Interstitial cells in bladder and oviduct. A–C: PDGFRα⁺ cells in the detrusor muscle of cynomolgus monkey (Macaca fascicularis) bladder. A and B: cryostat cross sections through the detrusor wall. At least two populations of PDGFRα⁺ cells were observed: cells within (arrowheads) and surrounding detrusor muscle bundles (arrows). PDGFRα⁺ cells also appeared to bridge between adjacent muscle bundles (*). C: flat-profile cryostat section through the detrusor. PDGFRα⁺ cells located within (arrowheads) and between (arrows) muscle bundles are present.

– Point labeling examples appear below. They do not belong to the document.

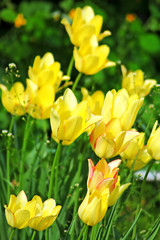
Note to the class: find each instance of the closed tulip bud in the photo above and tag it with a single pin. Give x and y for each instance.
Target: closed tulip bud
(91, 58)
(134, 82)
(70, 119)
(153, 145)
(136, 155)
(85, 24)
(15, 100)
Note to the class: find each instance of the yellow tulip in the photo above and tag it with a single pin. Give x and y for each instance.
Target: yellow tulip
(91, 58)
(136, 153)
(135, 84)
(18, 211)
(112, 135)
(85, 24)
(43, 214)
(70, 119)
(153, 145)
(101, 182)
(95, 101)
(46, 71)
(15, 100)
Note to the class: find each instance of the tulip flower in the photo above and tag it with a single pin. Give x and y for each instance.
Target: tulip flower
(136, 154)
(112, 135)
(95, 101)
(43, 214)
(101, 182)
(14, 100)
(153, 145)
(85, 24)
(91, 58)
(70, 119)
(18, 211)
(134, 82)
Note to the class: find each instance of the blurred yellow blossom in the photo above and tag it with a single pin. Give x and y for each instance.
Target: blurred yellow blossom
(136, 153)
(91, 58)
(101, 182)
(135, 84)
(153, 144)
(111, 135)
(20, 21)
(85, 24)
(44, 214)
(15, 100)
(130, 17)
(70, 119)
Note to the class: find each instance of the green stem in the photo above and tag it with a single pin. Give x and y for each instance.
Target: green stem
(8, 157)
(76, 81)
(55, 160)
(69, 71)
(10, 238)
(82, 231)
(26, 135)
(33, 235)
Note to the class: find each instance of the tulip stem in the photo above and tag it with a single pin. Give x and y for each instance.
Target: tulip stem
(8, 157)
(82, 231)
(76, 81)
(55, 160)
(33, 235)
(10, 238)
(69, 70)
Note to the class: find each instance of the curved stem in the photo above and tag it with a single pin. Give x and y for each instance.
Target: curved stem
(55, 160)
(82, 231)
(10, 238)
(8, 157)
(69, 70)
(76, 81)
(33, 235)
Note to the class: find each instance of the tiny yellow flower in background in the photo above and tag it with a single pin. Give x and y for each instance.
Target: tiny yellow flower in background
(17, 212)
(91, 58)
(70, 119)
(130, 17)
(85, 24)
(15, 100)
(134, 83)
(101, 182)
(112, 135)
(153, 144)
(20, 21)
(44, 214)
(136, 153)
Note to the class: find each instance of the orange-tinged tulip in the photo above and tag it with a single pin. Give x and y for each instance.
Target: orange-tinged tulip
(43, 214)
(101, 182)
(85, 24)
(17, 212)
(134, 82)
(153, 145)
(15, 100)
(91, 58)
(136, 154)
(70, 119)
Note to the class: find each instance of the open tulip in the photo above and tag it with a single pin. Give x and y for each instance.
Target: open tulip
(43, 214)
(136, 154)
(101, 182)
(91, 58)
(135, 84)
(153, 145)
(16, 99)
(85, 23)
(18, 211)
(70, 119)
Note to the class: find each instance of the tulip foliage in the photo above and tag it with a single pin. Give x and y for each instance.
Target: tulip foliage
(56, 125)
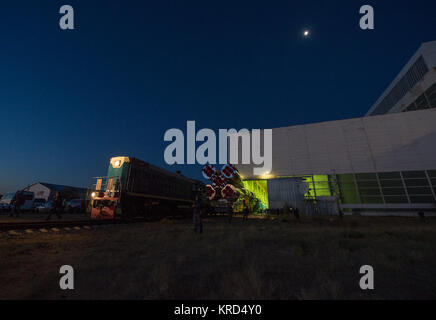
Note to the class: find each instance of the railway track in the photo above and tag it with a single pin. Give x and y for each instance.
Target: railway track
(8, 226)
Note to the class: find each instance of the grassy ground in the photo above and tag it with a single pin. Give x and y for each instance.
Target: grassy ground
(317, 258)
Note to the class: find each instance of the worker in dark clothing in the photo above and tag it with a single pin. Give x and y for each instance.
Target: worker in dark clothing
(245, 212)
(198, 223)
(296, 213)
(229, 211)
(56, 207)
(421, 215)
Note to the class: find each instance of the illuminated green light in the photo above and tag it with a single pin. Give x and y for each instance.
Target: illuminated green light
(260, 190)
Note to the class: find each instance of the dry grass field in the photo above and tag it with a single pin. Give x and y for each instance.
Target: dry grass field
(316, 258)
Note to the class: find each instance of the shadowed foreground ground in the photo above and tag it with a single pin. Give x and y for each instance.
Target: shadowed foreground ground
(318, 258)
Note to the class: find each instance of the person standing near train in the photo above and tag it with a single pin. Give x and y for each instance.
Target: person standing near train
(198, 223)
(57, 206)
(229, 211)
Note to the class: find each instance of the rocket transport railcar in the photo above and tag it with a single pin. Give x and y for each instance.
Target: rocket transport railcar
(137, 189)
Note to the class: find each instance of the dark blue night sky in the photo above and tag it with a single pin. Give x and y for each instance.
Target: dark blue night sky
(130, 70)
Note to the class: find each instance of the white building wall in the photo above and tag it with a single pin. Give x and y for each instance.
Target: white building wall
(403, 141)
(428, 52)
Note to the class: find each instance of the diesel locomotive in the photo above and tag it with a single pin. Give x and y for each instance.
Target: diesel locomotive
(137, 189)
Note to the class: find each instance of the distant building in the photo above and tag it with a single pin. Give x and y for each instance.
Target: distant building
(46, 191)
(414, 88)
(380, 164)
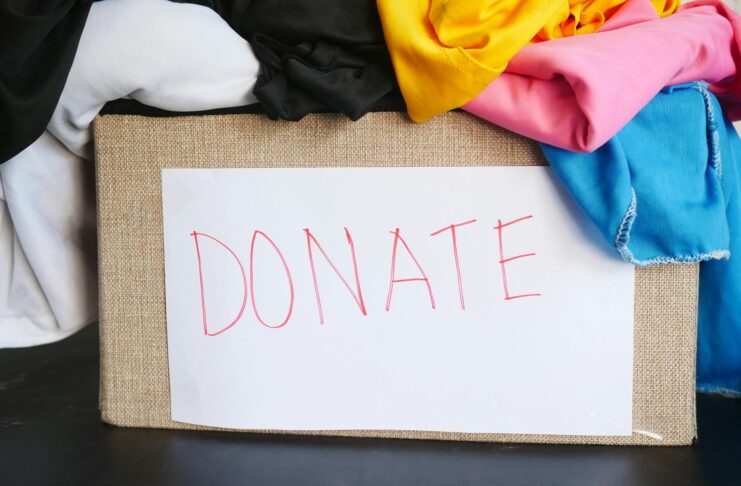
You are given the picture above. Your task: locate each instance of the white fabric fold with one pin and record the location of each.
(178, 57)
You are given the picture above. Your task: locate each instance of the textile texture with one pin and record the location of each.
(666, 189)
(39, 41)
(132, 150)
(315, 55)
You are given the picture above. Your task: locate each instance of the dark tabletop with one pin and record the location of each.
(51, 433)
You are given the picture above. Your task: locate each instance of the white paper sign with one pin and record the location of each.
(429, 299)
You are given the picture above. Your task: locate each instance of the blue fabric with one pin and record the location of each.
(666, 189)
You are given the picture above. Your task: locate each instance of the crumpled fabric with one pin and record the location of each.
(446, 52)
(38, 40)
(578, 17)
(171, 56)
(315, 55)
(576, 93)
(667, 189)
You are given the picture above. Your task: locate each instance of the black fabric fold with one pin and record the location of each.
(38, 41)
(315, 55)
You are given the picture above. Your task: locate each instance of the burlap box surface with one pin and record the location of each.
(132, 150)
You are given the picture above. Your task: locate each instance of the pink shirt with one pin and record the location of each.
(578, 92)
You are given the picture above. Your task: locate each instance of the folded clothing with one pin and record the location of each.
(578, 92)
(667, 189)
(315, 55)
(38, 46)
(171, 56)
(446, 52)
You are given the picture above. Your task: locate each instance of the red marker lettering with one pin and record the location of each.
(454, 237)
(252, 279)
(503, 261)
(393, 281)
(206, 331)
(357, 296)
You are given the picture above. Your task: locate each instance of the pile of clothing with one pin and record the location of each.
(631, 100)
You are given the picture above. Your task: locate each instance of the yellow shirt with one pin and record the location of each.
(445, 52)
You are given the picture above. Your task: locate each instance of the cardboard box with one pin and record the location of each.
(131, 151)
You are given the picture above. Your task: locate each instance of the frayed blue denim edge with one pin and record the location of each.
(622, 238)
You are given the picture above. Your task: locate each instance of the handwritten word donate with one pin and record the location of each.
(399, 248)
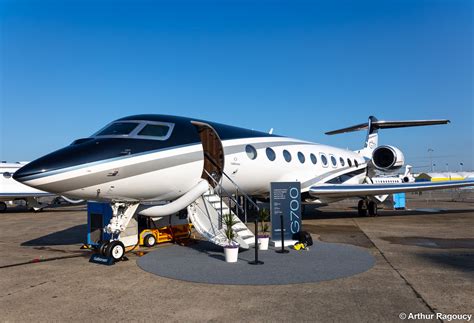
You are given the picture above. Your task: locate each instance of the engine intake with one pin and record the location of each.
(387, 158)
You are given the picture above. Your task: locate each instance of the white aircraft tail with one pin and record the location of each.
(373, 125)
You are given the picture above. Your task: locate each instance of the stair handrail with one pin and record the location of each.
(241, 191)
(223, 189)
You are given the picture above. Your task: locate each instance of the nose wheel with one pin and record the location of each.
(113, 249)
(367, 208)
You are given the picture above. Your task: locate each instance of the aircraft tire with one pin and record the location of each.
(149, 240)
(103, 248)
(372, 208)
(362, 208)
(115, 250)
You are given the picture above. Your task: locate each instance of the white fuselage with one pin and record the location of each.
(170, 173)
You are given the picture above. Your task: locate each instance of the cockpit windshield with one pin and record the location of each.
(118, 129)
(153, 130)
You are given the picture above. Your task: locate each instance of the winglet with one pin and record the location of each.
(374, 124)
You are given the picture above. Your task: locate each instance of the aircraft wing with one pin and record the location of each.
(361, 190)
(19, 195)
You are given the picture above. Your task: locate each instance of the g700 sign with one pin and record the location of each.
(285, 201)
(295, 210)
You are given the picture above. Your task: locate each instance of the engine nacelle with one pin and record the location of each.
(387, 158)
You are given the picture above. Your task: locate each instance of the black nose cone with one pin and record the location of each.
(28, 171)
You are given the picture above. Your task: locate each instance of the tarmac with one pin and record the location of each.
(424, 263)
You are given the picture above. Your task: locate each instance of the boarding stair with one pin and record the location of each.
(206, 215)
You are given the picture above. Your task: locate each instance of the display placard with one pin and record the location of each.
(285, 199)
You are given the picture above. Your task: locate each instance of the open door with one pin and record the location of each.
(213, 152)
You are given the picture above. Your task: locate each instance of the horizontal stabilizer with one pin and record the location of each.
(381, 124)
(361, 190)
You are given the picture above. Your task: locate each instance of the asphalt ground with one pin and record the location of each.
(424, 264)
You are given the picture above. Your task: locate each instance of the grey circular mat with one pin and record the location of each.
(204, 263)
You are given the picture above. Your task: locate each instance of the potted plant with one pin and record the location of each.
(263, 238)
(231, 250)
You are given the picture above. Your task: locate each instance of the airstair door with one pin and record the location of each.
(213, 152)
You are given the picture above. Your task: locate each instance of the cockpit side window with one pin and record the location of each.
(118, 129)
(154, 130)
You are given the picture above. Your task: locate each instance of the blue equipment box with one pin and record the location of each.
(399, 201)
(98, 216)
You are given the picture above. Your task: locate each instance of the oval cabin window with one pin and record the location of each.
(251, 151)
(270, 154)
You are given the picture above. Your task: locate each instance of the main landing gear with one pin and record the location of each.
(367, 208)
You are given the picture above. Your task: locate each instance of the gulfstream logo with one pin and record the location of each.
(439, 316)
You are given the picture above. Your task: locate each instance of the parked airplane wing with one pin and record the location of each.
(21, 195)
(362, 190)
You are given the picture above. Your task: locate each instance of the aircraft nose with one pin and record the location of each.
(29, 170)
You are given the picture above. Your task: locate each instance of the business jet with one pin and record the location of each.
(182, 160)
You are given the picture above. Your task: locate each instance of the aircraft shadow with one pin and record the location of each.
(71, 236)
(462, 261)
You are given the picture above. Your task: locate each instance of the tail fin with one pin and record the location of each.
(373, 125)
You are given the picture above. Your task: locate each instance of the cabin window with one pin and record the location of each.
(154, 130)
(270, 154)
(251, 151)
(324, 160)
(301, 157)
(118, 129)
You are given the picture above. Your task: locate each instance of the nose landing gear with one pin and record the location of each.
(367, 208)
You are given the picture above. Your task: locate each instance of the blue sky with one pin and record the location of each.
(301, 67)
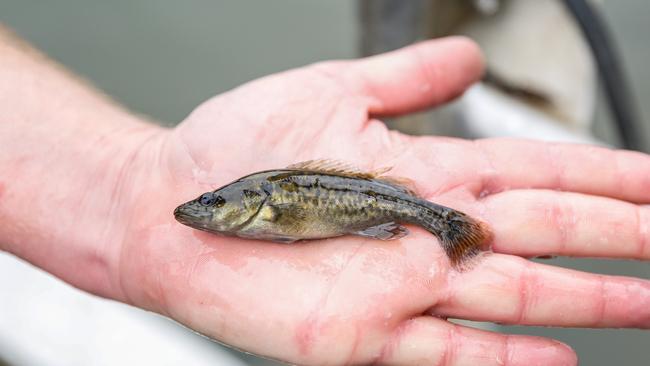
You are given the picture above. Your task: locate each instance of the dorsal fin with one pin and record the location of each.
(331, 166)
(404, 184)
(337, 167)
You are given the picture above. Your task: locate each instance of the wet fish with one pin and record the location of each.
(323, 199)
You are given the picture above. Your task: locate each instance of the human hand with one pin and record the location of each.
(351, 300)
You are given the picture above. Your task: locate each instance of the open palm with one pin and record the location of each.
(352, 300)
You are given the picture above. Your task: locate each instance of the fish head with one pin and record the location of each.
(223, 211)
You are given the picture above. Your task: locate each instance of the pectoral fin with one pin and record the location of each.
(387, 231)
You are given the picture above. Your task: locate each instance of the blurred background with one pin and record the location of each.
(557, 70)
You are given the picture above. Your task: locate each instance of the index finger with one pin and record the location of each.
(519, 164)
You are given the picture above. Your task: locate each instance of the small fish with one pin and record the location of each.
(324, 198)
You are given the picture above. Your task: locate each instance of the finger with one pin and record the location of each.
(570, 167)
(513, 290)
(430, 341)
(415, 77)
(539, 222)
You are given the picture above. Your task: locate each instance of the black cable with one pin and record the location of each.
(619, 95)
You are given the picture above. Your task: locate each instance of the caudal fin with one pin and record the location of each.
(461, 236)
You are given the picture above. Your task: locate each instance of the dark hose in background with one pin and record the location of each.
(619, 96)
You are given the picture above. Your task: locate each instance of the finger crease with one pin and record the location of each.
(556, 167)
(642, 230)
(450, 350)
(601, 304)
(489, 178)
(526, 283)
(506, 351)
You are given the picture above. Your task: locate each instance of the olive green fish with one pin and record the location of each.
(325, 198)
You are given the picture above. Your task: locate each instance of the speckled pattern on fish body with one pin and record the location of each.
(322, 199)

D–F: ICC and PDGFRα⁺ cells within the mouse and cynomolgus monkey oviduct. A and B: ICC within the myosalpinx of mouse (D) and monkey (E) form an anastomosing network of cells (arrows). These cells have been shown to provide electrical pacemaker function for propulsive contractions in the oviduct (see text for details). F: double labeling of PDGFRα⁺ cells in a cross section of the isthmus region of the mouse oviduct. Tissue comes from Pdgfra^{tm11(EGFP)Sor}/J mice that have constitutive expression of eGFP in nuclei driven off the Pdgfra promoter. The tissues were double-labeled with antibodies against PDGFRα. Thus the soma and cytoplasmic processes of PDGFRα⁺ cells are labeled with antibody (red), and nuclei of PDGFRα⁺ cells are green. A dense population of these cells were observed within the myosalpinx (arrowheads) and within the submucosa and endosalpinx (arrows) of the oviduct. The specific functions of these cells have not been determined. Scale bars are as indicated in each panel. (Authors are grateful to Dr. Rose Ellen Dixon for images shown in D and E.)